1. The data model
Lays down the contacts, sequences, steps, enrollments, and email job tables the whole engine runs on.
Add a Postgres migration that creates the schema for a follow-up email engine. Use these tables:
- contacts: id (uuid pk), first_name, last_name, email, phone, service_type, address, notes, source (check in 'manual','csv','sms_intake','api', default 'manual'), created_at.
- sequences: id (uuid pk), slug, name, is_default boolean, enabled boolean default true. Enforce only one is_default = true at a time.
- sequence_steps: id (uuid pk), sequence_id fk, position int, channel (check in 'email','sms', default 'email'), delay_hours int (cumulative hours from enrollment start), subject text, body text, enabled boolean default true. Unique on (sequence_id, position).
- contact_enrollments: id (uuid pk), contact_id fk, sequence_id fk, current_position int default 0, status (check in 'active','paused','completed','canceled','opted_out', default 'active'), next_send_at timestamptz, context_jsonb jsonb (frozen copy of the contact's merge-tag values at enrollment time), started_at, completed_at, canceled_at. Add a partial unique index so a contact can only have one active enrollment per sequence.
- email_jobs: id (uuid pk), job_type text, to_email text, subject text, body text, status (check in 'pending','sending','sent','failed', default 'pending'), attempt_count int default 0, related_enrollment_id fk nullable, related_step_id fk nullable, created_at, sent_at.
- send_log: id (uuid pk), email_job_id fk, to_email, provider_message_id text, sent_at, created_at.

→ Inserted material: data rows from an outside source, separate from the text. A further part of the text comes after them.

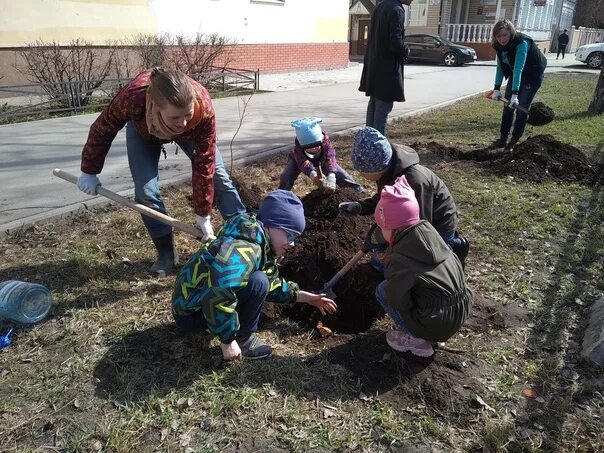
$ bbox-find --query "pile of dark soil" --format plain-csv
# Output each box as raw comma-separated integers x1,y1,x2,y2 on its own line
527,102,555,126
433,134,600,184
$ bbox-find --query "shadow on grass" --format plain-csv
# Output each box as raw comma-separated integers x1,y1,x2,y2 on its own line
0,259,162,317
522,162,604,448
93,326,405,405
93,322,485,429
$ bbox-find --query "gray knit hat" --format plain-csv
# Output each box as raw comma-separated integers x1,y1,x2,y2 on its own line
351,127,393,173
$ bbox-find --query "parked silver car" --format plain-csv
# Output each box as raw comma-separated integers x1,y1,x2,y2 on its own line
575,43,604,69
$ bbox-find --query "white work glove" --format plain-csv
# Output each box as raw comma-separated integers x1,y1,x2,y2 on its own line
508,94,520,109
322,173,336,193
196,215,215,241
76,172,101,195
491,89,501,101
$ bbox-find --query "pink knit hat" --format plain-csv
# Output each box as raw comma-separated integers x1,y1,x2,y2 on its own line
374,175,420,230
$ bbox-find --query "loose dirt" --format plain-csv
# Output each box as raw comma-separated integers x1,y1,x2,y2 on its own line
421,134,602,184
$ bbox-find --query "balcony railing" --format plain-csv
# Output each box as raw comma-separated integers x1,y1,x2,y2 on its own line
446,24,494,43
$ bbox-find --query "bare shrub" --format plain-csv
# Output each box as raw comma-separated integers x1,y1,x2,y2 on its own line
15,39,115,110
165,33,233,84
130,33,169,69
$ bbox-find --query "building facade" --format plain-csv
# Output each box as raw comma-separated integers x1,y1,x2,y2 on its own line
349,0,579,59
0,0,350,85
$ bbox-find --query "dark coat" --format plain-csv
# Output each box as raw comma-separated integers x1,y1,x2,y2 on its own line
359,0,407,102
358,144,459,236
558,32,569,46
384,220,473,342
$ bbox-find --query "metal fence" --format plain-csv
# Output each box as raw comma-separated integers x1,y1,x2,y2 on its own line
0,66,259,122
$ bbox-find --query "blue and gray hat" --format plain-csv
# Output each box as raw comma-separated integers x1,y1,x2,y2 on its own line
351,126,393,173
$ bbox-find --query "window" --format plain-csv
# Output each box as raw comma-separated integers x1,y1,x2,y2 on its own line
407,0,428,27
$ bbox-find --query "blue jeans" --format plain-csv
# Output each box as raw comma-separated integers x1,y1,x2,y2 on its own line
375,281,412,334
366,96,394,136
500,74,544,142
173,270,269,341
278,157,363,192
126,122,245,238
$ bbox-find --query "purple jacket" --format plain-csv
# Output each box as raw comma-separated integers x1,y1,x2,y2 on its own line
289,133,338,176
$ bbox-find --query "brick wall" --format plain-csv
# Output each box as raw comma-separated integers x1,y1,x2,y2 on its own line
0,42,350,86
216,42,350,72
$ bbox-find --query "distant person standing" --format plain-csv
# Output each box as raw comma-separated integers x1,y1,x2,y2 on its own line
557,29,569,59
359,0,413,136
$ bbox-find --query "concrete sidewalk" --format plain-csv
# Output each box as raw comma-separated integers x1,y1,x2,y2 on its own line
0,56,593,234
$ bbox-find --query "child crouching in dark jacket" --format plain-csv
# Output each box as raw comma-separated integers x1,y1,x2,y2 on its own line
172,190,337,361
374,175,473,357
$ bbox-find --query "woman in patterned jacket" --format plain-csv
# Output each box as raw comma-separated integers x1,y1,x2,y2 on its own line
172,190,337,361
76,68,245,277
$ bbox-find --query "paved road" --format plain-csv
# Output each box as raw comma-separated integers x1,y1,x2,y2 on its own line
0,58,591,233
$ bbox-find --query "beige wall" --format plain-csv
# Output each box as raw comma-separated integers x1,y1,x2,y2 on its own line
0,0,349,48
0,0,157,47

Add sensible indexes: enrollments by (status, next_send_at) for the worker scan, email_jobs by (status, created_at). Then seed one default sequence "post_appointment" with 4 steps at delay_hours 0, 24, 72, 96 - a thank-you, a check-in, a review ask, and a referral ask. Use {{first_name}}, {{business_name}}, and {{review_link}} merge tags in the bodies.